Alexander H. Cohen, Max Cooper and Hildy Parks plan to bring the American Repertory Theater/American Music Theater Festival production of “Shlemiel the First” to the Neil Simon Theater this spring in time for Tony consideration. A folk musical adapted from the work of Isaac Bashevis Singer, it looks to be David taking on the Goliath of “Sunset Boulevard” in the new musicals competition. Previews for the $2 million production are slated to begin April 21, with opening night set for April 27.
“Sunset” isn’t Cohen’s only target. The opening night for “Shlemiel” is reserved with the League of American Theaters and Producers for “Indiscretions.” But Cohen long ago quit the Broadway trade group, and there’s no love lost between him and the Shubert Organization, which happens to be the lead producer of “Indiscretions.” He plans to go ahead with the date.
A number of other producers had expressed interest in transferring the small-scale musical. Cohen was picked, said American Rep managing director Robert J. Orchard, “because we felt most comfortable with him, with his belief in the piece, his appreciation of its integrity, and his plans for marketing it.
“One other reason was his proven experience and success at raising money,” Orchard added, “and my impression is that if he doesn’t have the entire $2 million already, which he may, he’s very close.”
As was true of “Comedy Tonight,” which was a fast flop on Broadway in December, “Shlemiel” will play prior to Broadway at the Stamford Center for the Arts’ Rich Forum April 4 to 16. Cohen is the Center’s executive producer.
“Shlemiel” was presented in New York last summer as part of Lincoln Center’s Serious Fun! Festival, and won enthusiastic notices. The show preemed in May at the American Rep, later ran at the Music Theater fest in Philadelphia and is touring other cities.
The musical was conceived and adapted by American Rep a.d. Robert Brustein from a play Singer based on his children’s tales about Shlemiel and the foolish “wise men” of Chelm. The music was composed, adapted from traditional Jewish klezmer music, and orchestrated by Hankus Netsky, with arrangements and additional music by Zalmen Mlotek and lyrics by Arnold Weinstein.
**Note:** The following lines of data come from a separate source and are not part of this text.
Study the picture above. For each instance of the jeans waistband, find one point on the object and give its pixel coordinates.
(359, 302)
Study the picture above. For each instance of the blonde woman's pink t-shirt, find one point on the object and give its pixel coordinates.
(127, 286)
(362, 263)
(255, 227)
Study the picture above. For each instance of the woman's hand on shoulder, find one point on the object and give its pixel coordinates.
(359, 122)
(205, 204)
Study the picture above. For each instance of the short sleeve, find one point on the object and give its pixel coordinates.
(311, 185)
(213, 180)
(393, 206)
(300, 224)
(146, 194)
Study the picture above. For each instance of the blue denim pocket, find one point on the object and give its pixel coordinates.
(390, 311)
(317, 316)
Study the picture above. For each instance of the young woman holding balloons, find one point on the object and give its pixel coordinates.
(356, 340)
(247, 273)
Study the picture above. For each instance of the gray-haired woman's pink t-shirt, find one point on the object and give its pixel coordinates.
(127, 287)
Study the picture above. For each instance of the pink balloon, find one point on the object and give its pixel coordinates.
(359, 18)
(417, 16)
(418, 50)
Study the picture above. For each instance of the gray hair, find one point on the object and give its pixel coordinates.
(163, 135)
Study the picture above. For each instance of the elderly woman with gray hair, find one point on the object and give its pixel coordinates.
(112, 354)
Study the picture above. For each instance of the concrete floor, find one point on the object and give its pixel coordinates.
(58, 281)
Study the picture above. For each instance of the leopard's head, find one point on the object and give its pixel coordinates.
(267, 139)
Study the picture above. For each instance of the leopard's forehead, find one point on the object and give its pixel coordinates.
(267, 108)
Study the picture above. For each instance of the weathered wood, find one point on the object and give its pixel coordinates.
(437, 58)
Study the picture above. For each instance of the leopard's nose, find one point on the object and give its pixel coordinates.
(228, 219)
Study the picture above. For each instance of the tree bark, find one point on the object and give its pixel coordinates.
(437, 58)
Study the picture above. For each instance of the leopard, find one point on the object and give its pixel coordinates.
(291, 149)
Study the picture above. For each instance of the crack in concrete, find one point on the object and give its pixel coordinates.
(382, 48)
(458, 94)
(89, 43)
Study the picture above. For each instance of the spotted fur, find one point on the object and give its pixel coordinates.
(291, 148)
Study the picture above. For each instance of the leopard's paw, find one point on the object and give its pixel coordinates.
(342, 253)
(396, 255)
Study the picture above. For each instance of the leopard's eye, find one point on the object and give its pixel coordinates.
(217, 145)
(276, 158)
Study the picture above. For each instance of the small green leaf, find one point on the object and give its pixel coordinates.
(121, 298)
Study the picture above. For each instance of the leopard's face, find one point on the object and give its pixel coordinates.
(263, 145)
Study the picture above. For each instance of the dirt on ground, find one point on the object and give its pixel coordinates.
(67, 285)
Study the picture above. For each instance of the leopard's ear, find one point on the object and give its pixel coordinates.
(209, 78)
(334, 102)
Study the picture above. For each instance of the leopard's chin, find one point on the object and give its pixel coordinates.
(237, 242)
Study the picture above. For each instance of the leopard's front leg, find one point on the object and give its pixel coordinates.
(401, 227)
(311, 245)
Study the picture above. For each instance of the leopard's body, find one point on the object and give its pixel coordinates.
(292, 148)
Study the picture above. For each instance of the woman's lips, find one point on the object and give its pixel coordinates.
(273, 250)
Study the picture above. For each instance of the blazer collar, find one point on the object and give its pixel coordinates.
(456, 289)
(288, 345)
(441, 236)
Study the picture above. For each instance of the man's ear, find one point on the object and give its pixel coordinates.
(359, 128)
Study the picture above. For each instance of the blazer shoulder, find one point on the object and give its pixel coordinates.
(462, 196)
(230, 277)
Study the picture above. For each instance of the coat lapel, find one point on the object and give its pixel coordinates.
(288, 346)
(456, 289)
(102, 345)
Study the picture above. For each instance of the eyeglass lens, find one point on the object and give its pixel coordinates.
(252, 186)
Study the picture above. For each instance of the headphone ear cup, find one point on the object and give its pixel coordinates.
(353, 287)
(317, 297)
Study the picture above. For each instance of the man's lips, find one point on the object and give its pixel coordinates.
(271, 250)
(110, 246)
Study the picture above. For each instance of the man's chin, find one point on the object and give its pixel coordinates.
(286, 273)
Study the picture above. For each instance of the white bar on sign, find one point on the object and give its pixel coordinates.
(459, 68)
David Gordon is the director and choreographer, and the cast includes Paul Sand, Marilyn Sokol and Charles Levin.
Cohen, Cooper and Parks also plan to bring Diane Shaffer’s new play “Sacrilege” – previously titled “The Gift of Grace” – to Broadway early next season, with Don Scardino directing Ellen Burstyn.
Cohen hopes all the activity will dispel rumblings that he wants to give up the reins in Stamford when his three-year contract expires in June. “It would take a powder keg to blast me out of here,” he said.